Thursday, November 10, 2005

Fundamentalism Analyzed

Walter A. Davis has an excellent, if heavily Freudian, analysis of fundamentalism. As a recent fundamentalist escapee, I can vouch for what he describes, even if I don't agree with the explanation. Quotes that caught my eye:

Literalism

Literalism is the first line of defense of a mind that wants to put itself to sleep.... It is the great protection against a world teeming with complexities. Literalism offers a way out, a way to keep the mind fixed and fixated at its first condition. The way: the refusal to comprehend anything that exceeds the limits of the simple declarative sentence. Two reductions thereby feed on one another: the world is reduced to facts and simples; the mind reduced to a permanently blank slate.

....

Literalism is a cardinal necessity of the fundamentalist because it guarantees the primary psychological need. For a certitude that in its simplicity puts an end to all doubt, even to the possibility of doubt.

....

Conversion

Fundamentalism is in love with a single and common story it never tires of telling. This story is the key to the nature of the transformation it celebrates and the absolute split that transformation produces.... There can be no questioning, no doubt. For that would be the sign of only one thing-the voice of Satan and with it the danger of slipping back into those ways of being that one has, through one's conversion, put an end to forever.

....

Conversion is the flight from that action [taking on responsibility]. The psyche is safely delivered into the hands of abstraction. One was under Satan's power when one did all those terrible things.

....

Evangelicalism

Evangelicism offers the fundamentalist the only way to sustain the reborn self: by trying to recreate the experience of one's conversion in others in order to reenact an unending exorcism.... [E]vangelical activity is based on a total lack of respect for the minds of those they are trying to convert.

....

Apocalypticism

The world keeps seeping i[n]. There must be a way to be done with it, once and for all. To find what one has craved from the beginning.
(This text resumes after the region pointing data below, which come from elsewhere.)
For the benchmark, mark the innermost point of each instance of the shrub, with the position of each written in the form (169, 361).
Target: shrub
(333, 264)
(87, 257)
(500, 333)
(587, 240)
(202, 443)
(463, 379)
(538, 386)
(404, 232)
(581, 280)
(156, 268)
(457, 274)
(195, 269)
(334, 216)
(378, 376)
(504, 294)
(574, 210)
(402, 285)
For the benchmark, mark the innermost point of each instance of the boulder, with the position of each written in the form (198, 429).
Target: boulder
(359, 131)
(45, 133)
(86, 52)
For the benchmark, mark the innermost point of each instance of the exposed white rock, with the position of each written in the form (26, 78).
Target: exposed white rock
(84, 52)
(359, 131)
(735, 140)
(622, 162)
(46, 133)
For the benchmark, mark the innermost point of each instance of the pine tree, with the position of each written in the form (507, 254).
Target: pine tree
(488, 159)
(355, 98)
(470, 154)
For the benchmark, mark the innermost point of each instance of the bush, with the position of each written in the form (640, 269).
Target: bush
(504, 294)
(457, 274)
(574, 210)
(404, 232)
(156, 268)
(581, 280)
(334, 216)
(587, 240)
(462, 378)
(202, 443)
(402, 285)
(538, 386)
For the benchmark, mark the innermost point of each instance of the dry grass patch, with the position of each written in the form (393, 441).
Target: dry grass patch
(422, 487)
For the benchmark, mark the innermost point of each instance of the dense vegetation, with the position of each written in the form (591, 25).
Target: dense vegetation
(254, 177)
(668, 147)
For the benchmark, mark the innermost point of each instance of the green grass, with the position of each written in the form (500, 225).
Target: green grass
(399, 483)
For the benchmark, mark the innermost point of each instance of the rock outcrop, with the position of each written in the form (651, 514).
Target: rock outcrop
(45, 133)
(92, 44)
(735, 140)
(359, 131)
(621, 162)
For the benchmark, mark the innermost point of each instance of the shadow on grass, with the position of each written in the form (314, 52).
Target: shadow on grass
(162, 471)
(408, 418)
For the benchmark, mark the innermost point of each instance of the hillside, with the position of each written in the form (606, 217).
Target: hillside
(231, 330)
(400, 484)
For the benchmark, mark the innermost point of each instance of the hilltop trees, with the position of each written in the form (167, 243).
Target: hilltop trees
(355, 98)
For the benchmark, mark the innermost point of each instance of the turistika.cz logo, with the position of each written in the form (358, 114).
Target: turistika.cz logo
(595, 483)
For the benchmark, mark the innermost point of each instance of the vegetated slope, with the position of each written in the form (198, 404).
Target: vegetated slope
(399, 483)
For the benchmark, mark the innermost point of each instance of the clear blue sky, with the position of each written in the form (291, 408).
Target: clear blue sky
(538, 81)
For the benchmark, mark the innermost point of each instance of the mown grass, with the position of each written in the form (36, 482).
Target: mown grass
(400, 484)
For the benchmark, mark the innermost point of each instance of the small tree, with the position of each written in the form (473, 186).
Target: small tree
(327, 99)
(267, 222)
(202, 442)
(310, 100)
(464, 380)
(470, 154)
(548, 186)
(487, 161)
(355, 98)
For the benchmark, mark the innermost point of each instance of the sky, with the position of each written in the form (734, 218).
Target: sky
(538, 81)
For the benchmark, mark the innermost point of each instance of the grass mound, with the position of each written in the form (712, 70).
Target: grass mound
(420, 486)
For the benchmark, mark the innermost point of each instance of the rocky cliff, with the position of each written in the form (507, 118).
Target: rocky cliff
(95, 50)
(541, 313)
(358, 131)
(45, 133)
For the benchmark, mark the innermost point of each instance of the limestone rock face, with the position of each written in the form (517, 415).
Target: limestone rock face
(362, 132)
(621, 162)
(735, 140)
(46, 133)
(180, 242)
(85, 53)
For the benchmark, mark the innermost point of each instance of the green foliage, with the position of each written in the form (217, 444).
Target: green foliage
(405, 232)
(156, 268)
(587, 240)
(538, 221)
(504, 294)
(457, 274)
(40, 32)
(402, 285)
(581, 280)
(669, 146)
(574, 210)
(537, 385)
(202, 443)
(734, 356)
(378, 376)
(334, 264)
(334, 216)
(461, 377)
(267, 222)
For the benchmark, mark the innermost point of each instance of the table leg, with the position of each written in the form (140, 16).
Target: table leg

The end. And a proper end-one that will give sublime expression to the desire that has fed the whole thing. Death. The longing for death transformed into a sublime celebration of death. Life in its complexity demands too much of us. That in a nutshell is the fundamentalist message. Only death can deliver one from the threat life poses. In the depths of its
psyche fundamentalism is ruled by catastrophic anxiety, a self tottering on the brink of a dissolution in which it will fragment imprisoned in a world that will impose all of its terrors and evils upon it. We will fail to understand fundamentalism as long as we resist seeing how close it is to a psychosis.

....

Sexual Roots of the Fundamentalist Psyche

Fundamentalism fixates on sex not by accident or divine decree but by the exigencies of immediate experience.... Sexual pleasure is the temple of a holiness that neither wants nor needs other worlds so completely has it found fulfillment in this one.... Because it poses a comprehensive threat to the fundamentalist project eros must be poisoned a[s] early as possible.

....

What Freud struggled to comprehend Roman Catholicism throughout its history has known instinctively and with a thoroughness that enabled it to raise the whole thing to the level of a system based on the most fundamental of recognitions: that working upon human sexuality is the way to attain complete dominance over the psyche. The systematic perfection of that labor depends on a single insight : wounding someone in their "soul" is the way one gains the greatest power over them; and one does it best when one takes what is most open, vulnerable, and loving in a child and exploits it to forge the bonds that will enslave that psyche, perhaps forever.

I've wondered since the days of my Christian high school education why fundamentalists seem completely obsessed with sex; especially their endlessly fantasizing about homosexuals and what they do in bed. Again, I don't buy the heavy-handed Freudianism in his explanations, but his characterization of fundamentalism is spot on.